I promised that my next post would cover the Royal Wedding. Rather than disappoint you, I will deliver on my promise.

Here in London the magic was palpable that day. For the first time in several days the air was clear and cool. There was a cloudy sky, the first in weeks that morning, and the high pollen count had abated somewhat. Consequently for the thousands who descended on central London to catch a glimpse of the wedding party the atmosphere was very British - very Wimbledon - very amenable.

For me, a hayfever sufferer, the day could not have been more pleasant. Watching the wedding from home and then the gym, enjoying the company of my neighbours at the Royal Wedding garden party, feeling united with my English brethren in a proud and historic celebration of love, community, majesty and family.

But in hindsight I think the truly amazing thing about the event - and indeed - perhaps the reason for my malaise over the next three days - was the almost story book quality of perfection around the occasion (not unlike my own wedding day...). Everything was just lovely.

For me, the fact that someone really quite ordinary snared the future king of England is though, one of the most profound aspects of this happy tale. And by "ordinary" I do not mean "common" as the British press and establishment love to call her. Nor do I mean to be disparaging - for ordinary is truly what most of us are.

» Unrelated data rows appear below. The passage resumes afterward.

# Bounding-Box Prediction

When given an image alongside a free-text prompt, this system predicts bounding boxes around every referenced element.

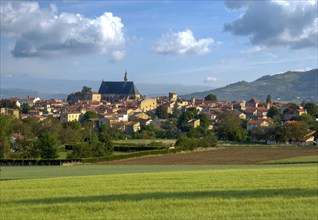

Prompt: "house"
[188,119,200,128]
[28,110,43,116]
[247,119,269,131]
[169,92,178,101]
[98,71,141,103]
[16,96,41,107]
[283,108,306,121]
[304,131,317,146]
[67,92,101,103]
[135,112,150,119]
[99,114,128,127]
[138,99,157,112]
[0,108,20,119]
[245,98,261,108]
[114,121,141,134]
[60,112,81,122]
[243,107,257,119]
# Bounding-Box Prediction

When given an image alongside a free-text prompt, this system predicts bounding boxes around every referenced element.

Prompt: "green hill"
[182,69,318,102]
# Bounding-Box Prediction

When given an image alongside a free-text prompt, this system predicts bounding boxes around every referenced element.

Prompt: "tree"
[199,131,218,147]
[187,128,202,138]
[82,86,92,93]
[0,99,19,109]
[266,94,272,103]
[204,94,217,101]
[304,102,318,116]
[198,114,211,129]
[0,114,13,158]
[38,133,59,159]
[59,121,83,143]
[82,111,98,122]
[21,104,34,114]
[266,106,281,124]
[177,108,198,132]
[176,134,198,150]
[215,112,247,141]
[276,122,308,143]
[156,105,168,119]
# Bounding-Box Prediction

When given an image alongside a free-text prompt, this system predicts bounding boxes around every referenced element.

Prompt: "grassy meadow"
[0,164,318,219]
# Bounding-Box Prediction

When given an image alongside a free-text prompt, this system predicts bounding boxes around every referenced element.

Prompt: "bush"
[176,135,199,150]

No - the really wonderful thing is that unlike so many elements of monarchy, this wedding seemed charmingly democratic and accessible. Kate, by all accounts, is a sensible and poised woman. Unlike some pundits and posters who have comments to make about make-up and social climbing, her weight and her hair, I really can find nothing to criticise her for. Isn't she the sort of girl one would have been friends with? The sort of girl one would like one's daughter to be? A nice, ordinary, straight forward, committed, dedicated, sweet person?

Ok, so those qualities may not be entirely "ordinary", after all, but I can't help wishing and hoping that they were or could be.

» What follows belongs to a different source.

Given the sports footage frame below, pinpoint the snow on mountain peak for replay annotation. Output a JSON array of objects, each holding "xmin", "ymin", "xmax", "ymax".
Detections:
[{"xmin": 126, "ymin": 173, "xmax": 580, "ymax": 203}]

But the magic lies in the fact that this young couple are so discreet and polite and measured. Unlike the B and C grade celebrities (and A as well, let's be honest) that festoon the headlines most weeks, there is no controversy, no tawdry gossip, no drugs or indiscretions.

While they may be royalty the very fact that she shops on the high streets and does her own make-up and that he plays a little bit of football in the public park on the eve of his wedding, makes this couple, this very famous  duo, breathtakingly regular and indeed - ordinary. She has worn the same thing more than once for the cameras!

This is not to say that their lives are ordinary, by any means. Nor is it to suggest that any ordinary Joe or Jane could or would swap places with them and assume their roles with even an iota of the dignity and aplomb with which they seem to carry off every public appearance.

All I mean is that it is refreshing and a little bit magical to witness a commitment and love outside one's circle of ordinary people that is just so nice and normal (despite the guest list and the budget for the wedding, the helicopter pickup the next day and the titles...).

The other thing that is so lovely and fresh, in this age where everyone has a website, a blog, a point of view, and in which so many mediocre and extraordinarily damaged and strange people harbour a yearning for fame and fortune, notoriety or celebrity, is that this couple to date has really said very little.

So yes, less is more. Silence is golden.